When the Nine Network's Sunday program presented its feature story on November 16, titled "The Greenhouse Effect: Hothouse Hype?", none other than the "constant and colourful critic of greenhouse doomsayers", Dr Michaels, featured prominently.

The central claim in the program was Michaels' that: "Everybody who forecast gloom and doom is now really taken aback by the fact that there is no warming at all in the last decade; they don't know how to handle that one".

Few studies agree with Michaels. Dr Neville Nicholls, leader of the climate research group for the Bureau of Meteorology in Melbourne, has found clear evidence of a 0.4° to 0.8°C warming in the south-west Pacific Ocean.

According to the Worldwatch Institute's Vital Signs report issued in March, 1996 was the fourth warmest year on record since 1866. The IPCC in 1996 reported that in 1995, average temperatures were 0.4°C higher than the average 30 years ago and 0.8° higher than 100 years ago. Nine of the 10 warmest years on record have occurred since 1980.

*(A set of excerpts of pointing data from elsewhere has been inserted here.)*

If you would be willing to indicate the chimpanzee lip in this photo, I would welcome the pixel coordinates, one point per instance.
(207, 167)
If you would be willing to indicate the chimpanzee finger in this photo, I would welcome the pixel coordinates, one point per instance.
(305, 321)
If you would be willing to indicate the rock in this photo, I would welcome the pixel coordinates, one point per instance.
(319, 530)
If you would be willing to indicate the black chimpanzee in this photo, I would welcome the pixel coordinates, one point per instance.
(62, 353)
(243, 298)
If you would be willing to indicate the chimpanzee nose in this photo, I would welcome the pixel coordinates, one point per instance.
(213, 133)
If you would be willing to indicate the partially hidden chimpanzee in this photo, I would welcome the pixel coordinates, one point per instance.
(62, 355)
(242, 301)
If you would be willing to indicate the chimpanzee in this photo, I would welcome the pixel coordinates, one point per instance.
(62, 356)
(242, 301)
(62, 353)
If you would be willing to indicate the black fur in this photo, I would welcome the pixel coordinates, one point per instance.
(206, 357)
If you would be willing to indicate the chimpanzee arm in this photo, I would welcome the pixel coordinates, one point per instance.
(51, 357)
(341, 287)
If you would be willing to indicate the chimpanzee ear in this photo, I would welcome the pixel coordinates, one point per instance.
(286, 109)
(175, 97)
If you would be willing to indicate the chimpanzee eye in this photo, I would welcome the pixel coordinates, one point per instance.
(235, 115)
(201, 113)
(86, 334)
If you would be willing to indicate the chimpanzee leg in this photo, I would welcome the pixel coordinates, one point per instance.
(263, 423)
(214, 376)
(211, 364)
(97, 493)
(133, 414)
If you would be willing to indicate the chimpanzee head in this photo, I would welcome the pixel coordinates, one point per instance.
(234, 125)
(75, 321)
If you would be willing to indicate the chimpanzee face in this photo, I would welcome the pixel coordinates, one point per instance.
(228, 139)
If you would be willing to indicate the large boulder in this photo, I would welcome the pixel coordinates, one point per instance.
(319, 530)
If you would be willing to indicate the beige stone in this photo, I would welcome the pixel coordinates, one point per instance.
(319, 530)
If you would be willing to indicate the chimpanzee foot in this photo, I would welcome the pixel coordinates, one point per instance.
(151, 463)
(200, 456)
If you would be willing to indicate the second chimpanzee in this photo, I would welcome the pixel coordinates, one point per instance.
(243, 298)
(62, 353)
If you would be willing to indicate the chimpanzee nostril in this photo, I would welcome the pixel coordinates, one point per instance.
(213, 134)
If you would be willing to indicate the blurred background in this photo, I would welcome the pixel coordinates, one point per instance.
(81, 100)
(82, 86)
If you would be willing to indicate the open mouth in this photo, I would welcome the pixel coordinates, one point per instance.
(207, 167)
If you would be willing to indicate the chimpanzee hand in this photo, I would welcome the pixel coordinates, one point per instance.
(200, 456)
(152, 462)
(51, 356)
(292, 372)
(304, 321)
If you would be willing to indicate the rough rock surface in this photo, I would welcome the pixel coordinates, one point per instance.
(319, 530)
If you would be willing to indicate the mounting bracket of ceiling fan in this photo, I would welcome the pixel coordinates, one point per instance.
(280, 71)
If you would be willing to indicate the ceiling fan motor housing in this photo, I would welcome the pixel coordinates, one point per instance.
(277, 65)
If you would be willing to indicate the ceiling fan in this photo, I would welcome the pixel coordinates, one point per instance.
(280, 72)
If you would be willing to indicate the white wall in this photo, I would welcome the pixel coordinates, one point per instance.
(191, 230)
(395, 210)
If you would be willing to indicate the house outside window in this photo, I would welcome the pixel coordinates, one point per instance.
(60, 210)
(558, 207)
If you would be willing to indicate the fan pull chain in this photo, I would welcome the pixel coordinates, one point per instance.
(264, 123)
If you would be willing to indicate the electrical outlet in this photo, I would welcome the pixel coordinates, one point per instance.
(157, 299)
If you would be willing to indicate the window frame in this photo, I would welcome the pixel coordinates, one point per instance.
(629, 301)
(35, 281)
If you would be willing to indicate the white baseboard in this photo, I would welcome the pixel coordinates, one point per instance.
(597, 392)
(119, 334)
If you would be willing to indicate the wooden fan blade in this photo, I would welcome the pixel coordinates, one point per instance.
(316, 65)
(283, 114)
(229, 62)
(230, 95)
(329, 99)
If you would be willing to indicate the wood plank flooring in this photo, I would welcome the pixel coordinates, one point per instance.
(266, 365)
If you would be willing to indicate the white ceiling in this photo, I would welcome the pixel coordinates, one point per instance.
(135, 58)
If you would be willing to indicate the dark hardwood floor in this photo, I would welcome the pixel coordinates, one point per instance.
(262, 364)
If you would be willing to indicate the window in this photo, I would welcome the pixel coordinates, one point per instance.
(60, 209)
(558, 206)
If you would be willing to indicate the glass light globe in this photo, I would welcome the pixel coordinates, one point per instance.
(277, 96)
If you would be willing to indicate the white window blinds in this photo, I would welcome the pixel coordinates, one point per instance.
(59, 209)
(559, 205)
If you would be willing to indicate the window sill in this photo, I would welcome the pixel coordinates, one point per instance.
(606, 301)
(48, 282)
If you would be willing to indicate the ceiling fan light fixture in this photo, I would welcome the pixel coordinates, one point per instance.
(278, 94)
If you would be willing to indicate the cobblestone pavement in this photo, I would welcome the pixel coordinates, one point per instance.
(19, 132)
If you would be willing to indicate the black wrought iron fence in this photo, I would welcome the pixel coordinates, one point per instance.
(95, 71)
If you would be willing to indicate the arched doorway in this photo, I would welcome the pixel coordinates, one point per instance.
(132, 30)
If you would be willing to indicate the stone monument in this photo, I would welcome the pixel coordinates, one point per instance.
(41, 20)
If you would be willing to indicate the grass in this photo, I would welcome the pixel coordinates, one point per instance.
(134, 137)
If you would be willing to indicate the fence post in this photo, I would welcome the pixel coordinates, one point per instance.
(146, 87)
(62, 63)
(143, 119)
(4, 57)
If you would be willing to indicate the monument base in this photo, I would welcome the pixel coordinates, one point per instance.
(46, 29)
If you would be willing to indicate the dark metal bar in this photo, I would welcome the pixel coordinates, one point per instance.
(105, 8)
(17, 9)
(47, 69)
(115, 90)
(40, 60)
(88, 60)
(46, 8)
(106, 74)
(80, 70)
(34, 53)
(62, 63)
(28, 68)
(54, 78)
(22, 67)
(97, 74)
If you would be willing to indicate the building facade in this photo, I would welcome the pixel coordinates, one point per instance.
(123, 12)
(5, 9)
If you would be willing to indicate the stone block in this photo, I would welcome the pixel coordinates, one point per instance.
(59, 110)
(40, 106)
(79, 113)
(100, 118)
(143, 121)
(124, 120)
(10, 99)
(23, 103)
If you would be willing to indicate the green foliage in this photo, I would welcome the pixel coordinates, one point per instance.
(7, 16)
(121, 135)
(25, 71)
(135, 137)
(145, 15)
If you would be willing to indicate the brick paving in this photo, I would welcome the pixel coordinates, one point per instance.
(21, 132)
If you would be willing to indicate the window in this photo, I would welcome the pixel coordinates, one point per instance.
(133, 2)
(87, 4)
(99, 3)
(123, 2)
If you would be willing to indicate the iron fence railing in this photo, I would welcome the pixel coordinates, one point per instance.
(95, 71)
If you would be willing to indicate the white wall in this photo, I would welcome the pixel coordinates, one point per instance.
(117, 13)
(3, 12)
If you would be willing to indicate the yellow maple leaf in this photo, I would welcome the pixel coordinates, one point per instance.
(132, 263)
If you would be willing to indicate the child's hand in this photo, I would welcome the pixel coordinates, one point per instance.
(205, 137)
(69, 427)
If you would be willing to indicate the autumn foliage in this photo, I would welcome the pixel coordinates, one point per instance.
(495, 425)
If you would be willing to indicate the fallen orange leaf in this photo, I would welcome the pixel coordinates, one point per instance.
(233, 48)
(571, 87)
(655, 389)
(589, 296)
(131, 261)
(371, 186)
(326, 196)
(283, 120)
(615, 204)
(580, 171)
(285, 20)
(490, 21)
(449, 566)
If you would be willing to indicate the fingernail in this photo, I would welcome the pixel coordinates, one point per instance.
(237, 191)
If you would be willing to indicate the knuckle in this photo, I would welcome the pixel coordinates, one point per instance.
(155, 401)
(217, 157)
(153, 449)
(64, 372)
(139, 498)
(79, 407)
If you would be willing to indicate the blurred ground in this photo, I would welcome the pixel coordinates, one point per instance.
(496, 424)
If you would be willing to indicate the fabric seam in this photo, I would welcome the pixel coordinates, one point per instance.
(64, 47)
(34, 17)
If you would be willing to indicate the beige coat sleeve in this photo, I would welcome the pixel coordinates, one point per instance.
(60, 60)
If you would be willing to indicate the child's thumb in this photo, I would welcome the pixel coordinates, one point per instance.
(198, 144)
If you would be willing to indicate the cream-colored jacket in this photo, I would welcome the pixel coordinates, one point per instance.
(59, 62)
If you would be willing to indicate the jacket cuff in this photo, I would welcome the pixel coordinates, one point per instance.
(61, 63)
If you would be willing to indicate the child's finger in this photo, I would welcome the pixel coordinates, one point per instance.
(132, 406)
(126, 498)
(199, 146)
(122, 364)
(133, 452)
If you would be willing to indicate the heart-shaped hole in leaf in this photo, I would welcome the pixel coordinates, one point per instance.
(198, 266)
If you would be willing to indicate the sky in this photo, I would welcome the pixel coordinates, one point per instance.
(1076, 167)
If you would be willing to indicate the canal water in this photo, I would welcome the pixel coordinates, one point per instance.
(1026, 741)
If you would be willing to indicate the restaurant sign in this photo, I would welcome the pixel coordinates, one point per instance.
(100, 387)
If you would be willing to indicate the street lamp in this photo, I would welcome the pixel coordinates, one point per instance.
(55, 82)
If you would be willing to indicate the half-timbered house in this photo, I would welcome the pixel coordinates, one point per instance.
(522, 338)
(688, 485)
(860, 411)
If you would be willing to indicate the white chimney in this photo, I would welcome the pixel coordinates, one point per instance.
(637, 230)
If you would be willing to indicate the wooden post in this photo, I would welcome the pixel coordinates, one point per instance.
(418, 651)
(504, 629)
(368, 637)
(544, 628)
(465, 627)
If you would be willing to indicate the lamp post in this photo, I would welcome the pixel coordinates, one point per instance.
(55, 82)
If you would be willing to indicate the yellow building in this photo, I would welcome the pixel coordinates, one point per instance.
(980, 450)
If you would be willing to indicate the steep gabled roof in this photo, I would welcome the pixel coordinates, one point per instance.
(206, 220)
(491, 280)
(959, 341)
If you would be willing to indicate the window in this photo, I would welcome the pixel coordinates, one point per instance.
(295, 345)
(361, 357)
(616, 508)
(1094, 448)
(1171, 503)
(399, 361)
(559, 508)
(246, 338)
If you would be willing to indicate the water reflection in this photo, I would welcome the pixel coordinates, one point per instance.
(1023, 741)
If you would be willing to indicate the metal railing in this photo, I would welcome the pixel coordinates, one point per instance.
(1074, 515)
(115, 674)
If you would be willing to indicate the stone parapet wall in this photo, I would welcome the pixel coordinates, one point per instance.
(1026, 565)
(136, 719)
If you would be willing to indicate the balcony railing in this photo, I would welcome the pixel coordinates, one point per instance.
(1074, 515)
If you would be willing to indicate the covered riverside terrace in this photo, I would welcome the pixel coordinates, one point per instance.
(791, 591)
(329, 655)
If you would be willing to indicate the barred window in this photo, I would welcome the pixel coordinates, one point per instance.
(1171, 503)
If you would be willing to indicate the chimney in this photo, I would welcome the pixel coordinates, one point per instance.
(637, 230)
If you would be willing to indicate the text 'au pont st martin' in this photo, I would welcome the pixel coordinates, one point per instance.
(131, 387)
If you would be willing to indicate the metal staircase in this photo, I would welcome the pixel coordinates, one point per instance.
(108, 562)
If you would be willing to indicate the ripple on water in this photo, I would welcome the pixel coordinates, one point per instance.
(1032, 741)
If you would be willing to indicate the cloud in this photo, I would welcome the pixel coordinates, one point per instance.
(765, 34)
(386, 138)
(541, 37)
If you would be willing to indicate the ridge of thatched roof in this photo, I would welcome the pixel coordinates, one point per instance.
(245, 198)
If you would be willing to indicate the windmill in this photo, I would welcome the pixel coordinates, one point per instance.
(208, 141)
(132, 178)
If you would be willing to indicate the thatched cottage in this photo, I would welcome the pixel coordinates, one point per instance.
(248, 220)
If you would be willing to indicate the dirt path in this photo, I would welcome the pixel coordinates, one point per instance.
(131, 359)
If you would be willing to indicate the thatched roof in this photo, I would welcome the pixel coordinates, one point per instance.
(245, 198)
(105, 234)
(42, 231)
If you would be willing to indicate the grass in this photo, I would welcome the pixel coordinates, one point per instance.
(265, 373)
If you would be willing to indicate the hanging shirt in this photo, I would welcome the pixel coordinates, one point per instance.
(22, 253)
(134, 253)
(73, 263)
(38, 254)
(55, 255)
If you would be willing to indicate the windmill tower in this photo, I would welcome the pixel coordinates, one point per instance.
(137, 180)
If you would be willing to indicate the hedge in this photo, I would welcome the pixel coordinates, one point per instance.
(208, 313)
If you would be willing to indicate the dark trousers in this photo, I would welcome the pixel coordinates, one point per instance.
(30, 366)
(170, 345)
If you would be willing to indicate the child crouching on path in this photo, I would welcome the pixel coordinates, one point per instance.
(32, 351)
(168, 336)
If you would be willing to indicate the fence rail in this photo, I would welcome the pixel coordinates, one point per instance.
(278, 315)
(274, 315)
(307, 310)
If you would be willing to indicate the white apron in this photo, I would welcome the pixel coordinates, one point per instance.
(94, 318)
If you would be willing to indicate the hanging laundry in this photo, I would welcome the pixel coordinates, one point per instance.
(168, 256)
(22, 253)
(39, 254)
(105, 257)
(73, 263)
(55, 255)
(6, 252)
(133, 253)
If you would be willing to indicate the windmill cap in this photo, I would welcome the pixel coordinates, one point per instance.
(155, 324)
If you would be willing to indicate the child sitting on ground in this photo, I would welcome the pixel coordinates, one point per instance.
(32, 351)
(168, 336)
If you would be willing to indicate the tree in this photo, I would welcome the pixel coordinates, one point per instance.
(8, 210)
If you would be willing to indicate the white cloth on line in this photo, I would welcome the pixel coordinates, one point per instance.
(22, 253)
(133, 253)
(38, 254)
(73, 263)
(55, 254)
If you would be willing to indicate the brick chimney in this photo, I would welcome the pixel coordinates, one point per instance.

The October 11 New Scientist reported that Alaska's permafrost is melting as a result of average temperatures rising 1°C per decade for 30 years, just as computer modelling of the greenhouse effect had predicted. "If it's not greenhouse warming, what the hell is it?", asked the University of Alaska's Gunter Weller.

As Green Left Weekly writer Phil Shannon observed in 1994: "The greenhouse effect sceptics are asking us to gamble with the planet. But why take the risk? Changes which would prevent global warming, such as preservation of forests, development of renewable energy sources, more and better public transport, are all worth doing with or without the spectre of the greenhouse effect.

"Those of us who don't own oil wells, coal mines or road freight transport conglomerates have nothing to lose by taking the greenhouse effect seriously and being wrong about it, but much to lose by ignoring the risks and being wrong. To do nothing, to dismiss the greenhouse effect, to exploit those genuine areas of uncertainty surrounding greenhouse effect science, as the Business Council of Australia does, is scientifically unwarranted, socially complacent and politically irresponsible."